Thursday, August 07, 2008


I've become a nervous flier. I've mentioned this here almost as often as I've mentioned airplanes. This nervousness is some awesome brand of irony considering how much I travel. Putting armchair labels on things is shorthand I know, but my primary nervousness seemed to begin on my first flight after September eleventh, 2001. Perhaps that's arbitrary. That terrible aviation violence took place during a five-year dry spell between my flights to Port-Au-Prince in 2000 and México City in 2005. Obviously, many other things happened to me during that half-decade (and frankly, the events of nine-eleven even didn't happen to me, except in some collective entitlement sense). But that short Mexican flight was terrifying in a way I'd never felt before. At a quick count, I've taken forty-three flights since that scary day. Over that time the sheer terror has mostly worn off. Also, I've adopted routines to help me cope. Before nine-eleven, I occasionally got a little nervous while landing. Since, I'm continuously nervous; but take-off is the worst. So I work a crossword puzzle during the beginning and end of each flight. It's just something to focus on, less passive than merely reading. Returning from Dalat on Tuesday, a thirty-minute hop nevertheless comprising both a takeoff and a landing, I worked a NYT crossword puzzle written by Nick Grivas (and originally published on a Wednesday). The theme was "Southern-style". Hoot Southernisms frequently irritate me, particularly NYT-style, but I actually had to blog about this one. For the clue "More than tipsy, Southern-style" I was expected to write the answer "drunkasacooter".* Is this some Ma and Pa Kettle-type Hollywood Hee-Haw dialog I'm unfamiliar with? Do readers of the New York Times really think we talk this way? I’m as puzzled as a polecat. As revolted as a revenuer. [Cavin]

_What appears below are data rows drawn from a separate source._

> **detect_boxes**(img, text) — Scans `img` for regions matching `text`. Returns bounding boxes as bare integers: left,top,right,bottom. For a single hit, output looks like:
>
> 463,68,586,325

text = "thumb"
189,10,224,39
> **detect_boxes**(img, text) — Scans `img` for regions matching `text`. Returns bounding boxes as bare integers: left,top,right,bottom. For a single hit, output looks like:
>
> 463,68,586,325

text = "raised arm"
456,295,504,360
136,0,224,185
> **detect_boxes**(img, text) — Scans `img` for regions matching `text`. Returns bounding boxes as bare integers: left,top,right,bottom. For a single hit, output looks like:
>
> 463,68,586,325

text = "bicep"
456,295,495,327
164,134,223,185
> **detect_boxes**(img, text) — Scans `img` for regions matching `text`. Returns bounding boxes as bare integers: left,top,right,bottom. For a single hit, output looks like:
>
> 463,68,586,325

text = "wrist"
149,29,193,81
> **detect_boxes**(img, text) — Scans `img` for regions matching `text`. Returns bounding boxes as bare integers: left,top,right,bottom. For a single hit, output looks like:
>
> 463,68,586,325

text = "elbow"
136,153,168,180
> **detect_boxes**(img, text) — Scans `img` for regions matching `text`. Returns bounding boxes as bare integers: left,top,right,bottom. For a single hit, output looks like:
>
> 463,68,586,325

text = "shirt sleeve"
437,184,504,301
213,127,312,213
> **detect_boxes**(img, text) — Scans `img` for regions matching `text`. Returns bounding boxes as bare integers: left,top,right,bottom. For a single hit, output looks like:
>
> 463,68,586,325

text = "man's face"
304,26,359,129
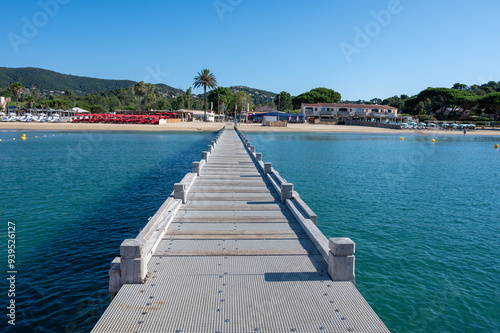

Then, a 3 sided conversation ensued...

To which Blogger Mr. Cavin added:

* Isn't a cooter a turtle? Or a character on Dukes of Hazzard? Or head lice? When I was in high school, it was slang for female genitalia. Why on earth would any of these things be used in an analogy epitomizing drunkenness? And for the record: constructing this post I ignored the other two "theme" clues in the same puzzle; and--full disclosure--they were not quite as ridiculous. For the clue "Of exceptional quality, Southern-style" the answer was "goodasgrits", which strikes me as having been wholly invented by people who can only think of one or two Andy Griffith Show-isms for labelling southern culture; but at least it alliterates. And for the clue "Answer to 'How are you?', Southern-style", the answer was "fineasfroghair". It's yet another phrase I've never heard before, but one striking me as at least being somewhat witty: frogs' hair being so fine as to be kind of imaginary, you see.

Sunday, August 10, 2008 10:17:00 PM  
To which Anonymous 'ell joy added:

I've not heard any of those sayings either. I remembered Cooter being a character in one of those northern-style "southern shows" wherein none of the good ol' boys know that "y'all" is plural. I have heard "drunk as a skunk" which doesn't make much sense, until you consider ol' Cooter forgetting his deodorant - and bath and cleanest dirty clothes.
As a footnote, I believe that head lice are more akin to cooties than cooters (unless it's a gender thing).
Although growing up, I never heard turtles called anything but turtles or terrapins, I have since learned that some turtles are indeed cooters.
Ha, I thought some of the clues I've had recently were odd.

Wednesday, August 13, 2008 10:41:00 AM  
To which Anonymous 'ell joy added:

Oh, and revenoors are revoltin' while 'shiners are revolted.